2024-07-11 05:47 AM - last edited on 2024-07-11 06:02 AM by STTwo-32
Hi,
I'm discovering the STM32MP13 Bare metal project. I'm following example given by the STM32CubeMP13 Package.
Everything works fine except for the fact that I'm disappointed by the performance. Indeed, if my theory is correct, the following code should change the pin status every second.
void testCPUFreq(){
GPIO_InitTypeDef GPIO_InitStruct = {0};
uint32_t i;
__HAL_RCC_GPIOH_CLK_ENABLE();
GPIO_InitStruct.Pin = GPIO_PIN_6 ;
GPIO_InitStruct.Mode = GPIO_MODE_OUTPUT_PP;
GPIO_InitStruct.Pull = GPIO_NOPULL;
GPIO_InitStruct.Speed = GPIO_SPEED_FREQ_VERY_HIGH;
HAL_GPIO_Init(GPIOH, &GPIO_InitStruct);
while(1){
for(i = 0; i < CPU_FREQUENCY; i++){
}
HAL_GPIO_TogglePin(GPIOH, GPIO_PIN_6);
}
}
I made my measurements using a logic analyzer connected to the pin in question.
For the STM32MP13, I use the following configuration :
I'm not using DDR and I'm using the MMU_USE and CACHE_USE preprocessor directive.
In addition, I'm using the following defines:
#define PREFETCH_ENABLE 1U
#define INSTRUCTION_CACHE_ENABLE 1U
#define DATA_CACHE_ENABLE 1U
Have I forgotten a configuration for optimum performance?
Is anyone experiencing performance problems with STM32MP13 Bare metal?
Thanks for you reply.
Solved! Go to Solution.
2024-07-11 06:15 AM - edited 2024-07-11 07:20 AM
Hi @Clement7
likely that the code in SYSRAM is not part of cacheable area.
note that overall performance of such code will be much better on Cortex-M7 inside STM32F7 than on Cortex-A7 inside STM32MP13 (but not with a ratio of x8 !).
Performance also depend on bus clocks frequencies (e.g. AXI and AHB clocks used for SYSRAM and for GPIO), compiler (gcc is slightly lower perf than IAR or Keil/ARM) and level of optimization (uses -o2 or -o3).
For reference, Coremark/MHz of Cortex-M7 is above 5 (IAR I guess) while it is around 3.2 (GCC) for Cortex-A7 (Cortex-A is more tailored for complex multi-thread usage than for pure real-time)
Regards.
2024-07-11 06:15 AM - edited 2024-07-11 07:20 AM
Hi @Clement7
likely that the code in SYSRAM is not part of cacheable area.

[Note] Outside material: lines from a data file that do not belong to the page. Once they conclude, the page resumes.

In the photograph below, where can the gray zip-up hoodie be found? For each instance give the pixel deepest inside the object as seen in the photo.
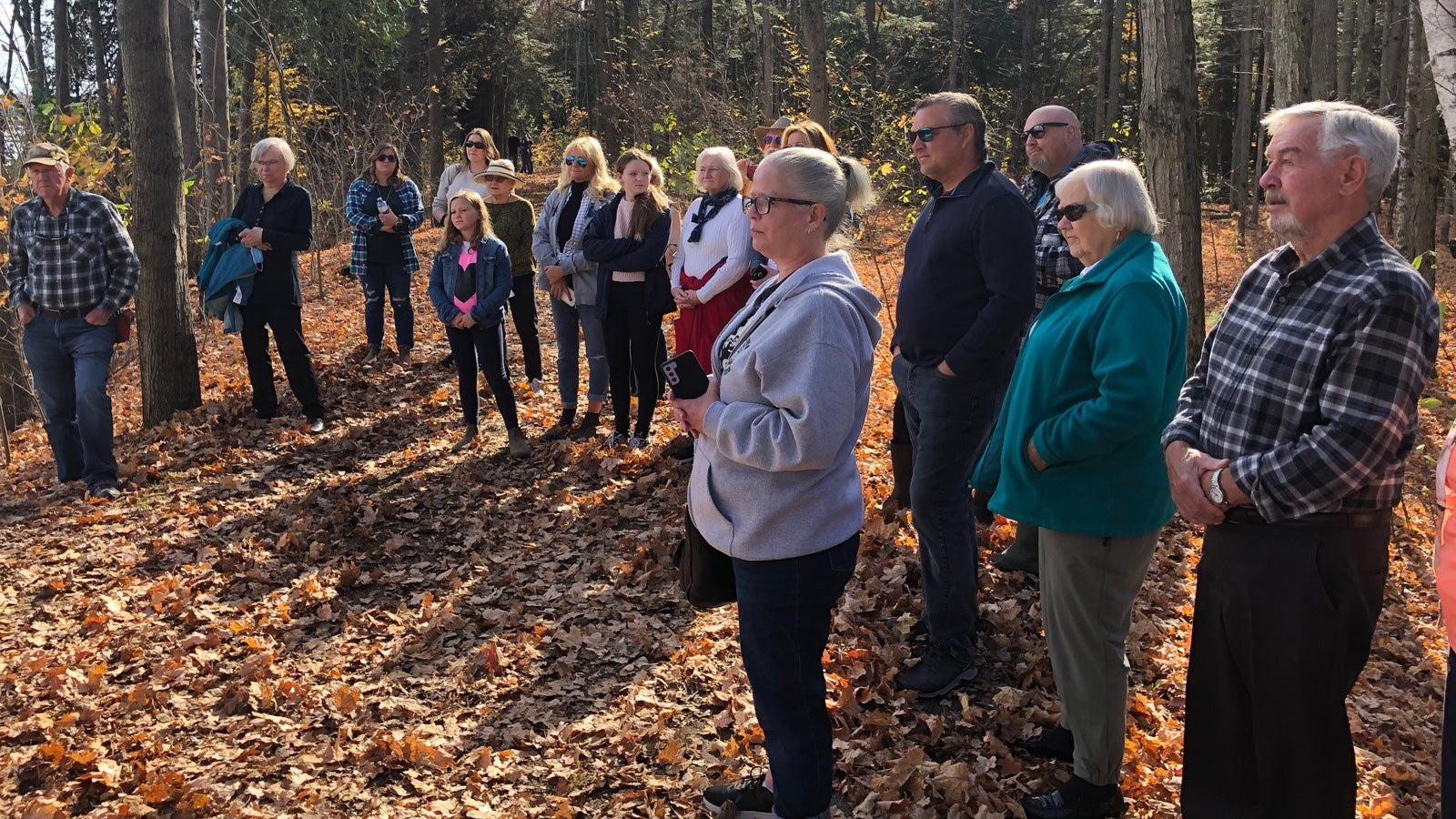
(775, 474)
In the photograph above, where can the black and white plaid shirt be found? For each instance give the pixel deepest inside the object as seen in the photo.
(80, 259)
(1310, 379)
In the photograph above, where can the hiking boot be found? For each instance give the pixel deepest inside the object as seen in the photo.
(938, 672)
(521, 448)
(749, 796)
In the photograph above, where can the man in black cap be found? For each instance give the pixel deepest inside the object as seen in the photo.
(72, 270)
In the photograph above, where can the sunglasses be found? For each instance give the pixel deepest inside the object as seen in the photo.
(763, 205)
(1075, 212)
(928, 135)
(1037, 131)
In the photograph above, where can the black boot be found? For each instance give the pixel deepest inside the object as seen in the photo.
(902, 467)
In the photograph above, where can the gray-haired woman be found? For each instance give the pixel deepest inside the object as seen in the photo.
(775, 484)
(1077, 452)
(280, 217)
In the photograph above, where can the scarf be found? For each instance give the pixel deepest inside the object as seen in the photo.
(710, 207)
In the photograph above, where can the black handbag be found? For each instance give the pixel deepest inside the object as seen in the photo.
(703, 571)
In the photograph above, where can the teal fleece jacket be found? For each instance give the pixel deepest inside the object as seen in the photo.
(1094, 387)
(775, 472)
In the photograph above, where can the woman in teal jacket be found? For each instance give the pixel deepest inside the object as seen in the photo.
(1077, 452)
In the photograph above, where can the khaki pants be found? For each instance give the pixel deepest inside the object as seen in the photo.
(1088, 584)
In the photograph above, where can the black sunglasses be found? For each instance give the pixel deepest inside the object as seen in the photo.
(1075, 212)
(928, 135)
(763, 205)
(1037, 131)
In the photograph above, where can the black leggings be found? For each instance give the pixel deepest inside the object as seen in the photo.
(632, 339)
(487, 346)
(523, 312)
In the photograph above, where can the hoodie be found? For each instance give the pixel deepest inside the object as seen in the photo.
(775, 474)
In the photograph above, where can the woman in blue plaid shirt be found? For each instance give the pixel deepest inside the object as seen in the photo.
(383, 206)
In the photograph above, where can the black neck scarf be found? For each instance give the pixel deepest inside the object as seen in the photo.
(710, 208)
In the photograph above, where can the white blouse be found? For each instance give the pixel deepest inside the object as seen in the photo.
(724, 237)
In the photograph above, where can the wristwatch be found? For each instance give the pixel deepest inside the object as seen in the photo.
(1215, 490)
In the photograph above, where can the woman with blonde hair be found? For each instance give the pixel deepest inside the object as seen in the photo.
(470, 285)
(383, 207)
(477, 153)
(582, 188)
(628, 239)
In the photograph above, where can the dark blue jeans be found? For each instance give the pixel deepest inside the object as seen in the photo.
(950, 420)
(70, 361)
(379, 278)
(784, 617)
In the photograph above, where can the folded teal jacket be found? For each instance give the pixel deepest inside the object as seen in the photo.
(1094, 388)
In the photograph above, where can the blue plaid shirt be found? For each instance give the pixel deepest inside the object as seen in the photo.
(80, 259)
(363, 215)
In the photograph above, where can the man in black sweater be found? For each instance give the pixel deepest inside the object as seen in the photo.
(967, 288)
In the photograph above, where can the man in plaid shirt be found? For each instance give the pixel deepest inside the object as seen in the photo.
(1290, 443)
(72, 268)
(1053, 145)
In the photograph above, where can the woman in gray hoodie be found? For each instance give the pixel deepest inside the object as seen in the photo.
(775, 484)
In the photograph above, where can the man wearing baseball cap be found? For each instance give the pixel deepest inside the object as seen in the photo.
(72, 268)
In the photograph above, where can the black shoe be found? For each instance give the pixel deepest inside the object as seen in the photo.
(1077, 799)
(749, 796)
(1053, 743)
(938, 672)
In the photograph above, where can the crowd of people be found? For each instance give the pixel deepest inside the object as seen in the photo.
(1038, 356)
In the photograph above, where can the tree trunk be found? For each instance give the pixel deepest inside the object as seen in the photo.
(817, 47)
(184, 76)
(217, 177)
(62, 33)
(1420, 181)
(169, 376)
(1171, 146)
(99, 58)
(1242, 123)
(1290, 35)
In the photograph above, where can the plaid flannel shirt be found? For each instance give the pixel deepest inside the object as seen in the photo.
(80, 259)
(1310, 379)
(363, 215)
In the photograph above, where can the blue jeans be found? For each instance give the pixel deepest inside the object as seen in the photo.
(950, 420)
(784, 618)
(70, 361)
(567, 321)
(379, 278)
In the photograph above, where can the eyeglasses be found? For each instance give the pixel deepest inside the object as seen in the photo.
(1075, 212)
(1037, 131)
(763, 205)
(928, 135)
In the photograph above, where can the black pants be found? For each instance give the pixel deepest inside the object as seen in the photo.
(1281, 627)
(523, 312)
(484, 346)
(632, 337)
(286, 322)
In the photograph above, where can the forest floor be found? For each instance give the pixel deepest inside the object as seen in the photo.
(366, 624)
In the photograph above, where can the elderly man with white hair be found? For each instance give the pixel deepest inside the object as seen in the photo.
(1290, 443)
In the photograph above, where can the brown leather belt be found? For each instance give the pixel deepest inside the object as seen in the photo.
(1245, 516)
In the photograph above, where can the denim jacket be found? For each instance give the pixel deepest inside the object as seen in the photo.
(492, 281)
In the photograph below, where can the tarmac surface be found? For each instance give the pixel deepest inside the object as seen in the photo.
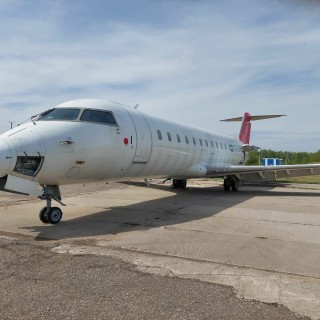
(126, 251)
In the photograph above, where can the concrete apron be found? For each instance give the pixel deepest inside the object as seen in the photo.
(262, 241)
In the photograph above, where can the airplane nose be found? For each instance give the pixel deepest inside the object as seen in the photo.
(5, 157)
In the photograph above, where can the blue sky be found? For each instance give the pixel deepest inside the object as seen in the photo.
(191, 61)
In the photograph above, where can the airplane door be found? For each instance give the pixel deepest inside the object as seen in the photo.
(212, 147)
(143, 138)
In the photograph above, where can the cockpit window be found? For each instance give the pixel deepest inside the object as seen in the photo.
(97, 116)
(60, 114)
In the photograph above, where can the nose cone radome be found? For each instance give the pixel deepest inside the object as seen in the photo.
(5, 158)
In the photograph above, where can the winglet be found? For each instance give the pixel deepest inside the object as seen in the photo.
(245, 131)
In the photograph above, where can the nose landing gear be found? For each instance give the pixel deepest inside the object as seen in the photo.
(232, 183)
(50, 214)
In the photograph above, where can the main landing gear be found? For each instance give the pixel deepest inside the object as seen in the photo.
(179, 184)
(231, 182)
(50, 214)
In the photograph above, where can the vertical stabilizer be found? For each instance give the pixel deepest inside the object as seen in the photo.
(245, 131)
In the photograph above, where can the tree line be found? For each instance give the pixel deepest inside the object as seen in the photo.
(287, 157)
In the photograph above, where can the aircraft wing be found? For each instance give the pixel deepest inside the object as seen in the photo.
(264, 173)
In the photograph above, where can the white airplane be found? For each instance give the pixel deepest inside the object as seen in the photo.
(89, 140)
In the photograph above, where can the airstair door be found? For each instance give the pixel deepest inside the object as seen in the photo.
(143, 138)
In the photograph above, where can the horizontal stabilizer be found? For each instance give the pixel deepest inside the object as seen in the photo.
(253, 118)
(248, 148)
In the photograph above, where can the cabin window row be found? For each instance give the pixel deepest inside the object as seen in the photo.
(194, 140)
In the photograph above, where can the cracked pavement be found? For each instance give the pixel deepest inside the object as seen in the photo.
(262, 242)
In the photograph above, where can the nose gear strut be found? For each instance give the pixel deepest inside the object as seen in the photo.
(51, 214)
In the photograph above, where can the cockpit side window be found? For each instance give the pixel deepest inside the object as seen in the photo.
(98, 116)
(60, 114)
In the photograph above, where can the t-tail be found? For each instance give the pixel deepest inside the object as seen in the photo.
(245, 131)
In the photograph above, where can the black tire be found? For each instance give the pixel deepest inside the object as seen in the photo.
(54, 215)
(43, 215)
(235, 186)
(226, 185)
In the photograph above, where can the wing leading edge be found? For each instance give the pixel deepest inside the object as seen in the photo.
(264, 173)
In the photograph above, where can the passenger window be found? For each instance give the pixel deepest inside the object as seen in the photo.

note that overall performance of such code will be much better on Cortex-M7 inside STM32F7 than on Cortex-A7 inside STM32MP13 (but not with a ratio of x8 !).

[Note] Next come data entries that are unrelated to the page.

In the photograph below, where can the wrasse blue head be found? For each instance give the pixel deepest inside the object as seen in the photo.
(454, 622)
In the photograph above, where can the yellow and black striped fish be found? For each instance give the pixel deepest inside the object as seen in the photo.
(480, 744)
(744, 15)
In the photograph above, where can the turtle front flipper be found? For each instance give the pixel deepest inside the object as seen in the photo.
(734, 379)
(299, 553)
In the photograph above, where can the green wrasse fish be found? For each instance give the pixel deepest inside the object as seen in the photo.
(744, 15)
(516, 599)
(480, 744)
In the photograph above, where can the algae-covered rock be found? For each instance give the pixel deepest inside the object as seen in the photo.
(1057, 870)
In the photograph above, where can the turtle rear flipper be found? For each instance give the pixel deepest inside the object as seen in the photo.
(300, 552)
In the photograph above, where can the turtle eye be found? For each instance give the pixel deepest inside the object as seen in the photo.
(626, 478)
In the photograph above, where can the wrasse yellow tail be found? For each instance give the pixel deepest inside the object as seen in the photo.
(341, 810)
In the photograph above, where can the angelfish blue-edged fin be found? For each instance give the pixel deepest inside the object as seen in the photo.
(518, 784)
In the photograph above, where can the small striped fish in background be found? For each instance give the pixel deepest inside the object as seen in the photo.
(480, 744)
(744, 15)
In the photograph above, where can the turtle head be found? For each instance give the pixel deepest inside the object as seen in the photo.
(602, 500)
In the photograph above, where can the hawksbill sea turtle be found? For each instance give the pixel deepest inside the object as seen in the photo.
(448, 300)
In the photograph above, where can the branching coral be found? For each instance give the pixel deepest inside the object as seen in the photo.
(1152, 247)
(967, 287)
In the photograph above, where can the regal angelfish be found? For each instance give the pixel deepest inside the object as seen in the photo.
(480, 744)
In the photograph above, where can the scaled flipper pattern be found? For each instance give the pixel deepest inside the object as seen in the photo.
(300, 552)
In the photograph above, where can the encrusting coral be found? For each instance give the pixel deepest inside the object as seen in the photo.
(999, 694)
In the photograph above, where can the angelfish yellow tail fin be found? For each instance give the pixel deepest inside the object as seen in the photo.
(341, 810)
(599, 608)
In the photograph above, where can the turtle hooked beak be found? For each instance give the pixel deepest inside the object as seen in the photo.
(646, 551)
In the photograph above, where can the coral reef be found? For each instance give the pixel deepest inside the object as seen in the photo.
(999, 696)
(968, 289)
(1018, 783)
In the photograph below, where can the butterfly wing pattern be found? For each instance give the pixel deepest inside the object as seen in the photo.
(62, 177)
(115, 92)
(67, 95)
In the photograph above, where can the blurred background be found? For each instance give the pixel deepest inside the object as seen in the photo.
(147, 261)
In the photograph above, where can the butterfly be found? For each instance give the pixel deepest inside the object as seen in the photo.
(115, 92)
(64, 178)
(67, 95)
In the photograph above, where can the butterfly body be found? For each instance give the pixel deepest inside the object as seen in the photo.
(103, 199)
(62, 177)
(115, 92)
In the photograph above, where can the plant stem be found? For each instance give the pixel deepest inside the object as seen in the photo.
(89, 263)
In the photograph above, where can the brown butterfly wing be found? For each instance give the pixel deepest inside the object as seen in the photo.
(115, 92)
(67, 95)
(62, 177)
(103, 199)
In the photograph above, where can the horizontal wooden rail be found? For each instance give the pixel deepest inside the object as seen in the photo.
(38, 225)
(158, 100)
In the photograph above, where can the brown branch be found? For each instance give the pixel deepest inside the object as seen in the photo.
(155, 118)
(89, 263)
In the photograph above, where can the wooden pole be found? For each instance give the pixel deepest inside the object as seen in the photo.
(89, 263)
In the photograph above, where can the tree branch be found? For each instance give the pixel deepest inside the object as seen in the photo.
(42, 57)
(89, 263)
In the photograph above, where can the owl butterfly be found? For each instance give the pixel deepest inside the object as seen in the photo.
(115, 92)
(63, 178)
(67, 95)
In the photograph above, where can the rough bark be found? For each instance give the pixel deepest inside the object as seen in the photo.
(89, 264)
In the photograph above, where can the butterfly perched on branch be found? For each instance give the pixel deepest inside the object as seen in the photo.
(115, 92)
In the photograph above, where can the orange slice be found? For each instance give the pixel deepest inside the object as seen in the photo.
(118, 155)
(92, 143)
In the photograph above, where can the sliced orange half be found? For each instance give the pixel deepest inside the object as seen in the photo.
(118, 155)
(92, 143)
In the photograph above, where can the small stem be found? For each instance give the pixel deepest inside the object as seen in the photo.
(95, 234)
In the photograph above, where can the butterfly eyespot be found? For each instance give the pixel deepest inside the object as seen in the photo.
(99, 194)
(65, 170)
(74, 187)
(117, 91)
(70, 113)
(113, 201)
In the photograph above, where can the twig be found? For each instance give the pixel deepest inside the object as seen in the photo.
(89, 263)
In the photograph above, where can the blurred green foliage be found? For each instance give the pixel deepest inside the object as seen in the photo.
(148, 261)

Performance also depend on bus clocks frequencies (e.g. AXI and AHB clocks used for SYSRAM and for GPIO), compiler (gcc is slightly lower perf than IAR or Keil/ARM) and level of optimization (uses -o2 or -o3).
For reference, Coremark/MHz of Cortex-M7 is above 5 (IAR I guess) while it is around 3.2 (GCC) for Cortex-A7 (Cortex-A is more tailored for complex multi-thread usage than for pure real-time)
Regards.
2024-07-15 12:19 AM
Hello @PatrickF
Thank you for your fast reply and your clarifications.
I don't know why I missed the optimizations. Enabling level 1 with GCC was enough to make up for the x8. Now the loop changes the status pin every 1 second as expected.
Regards.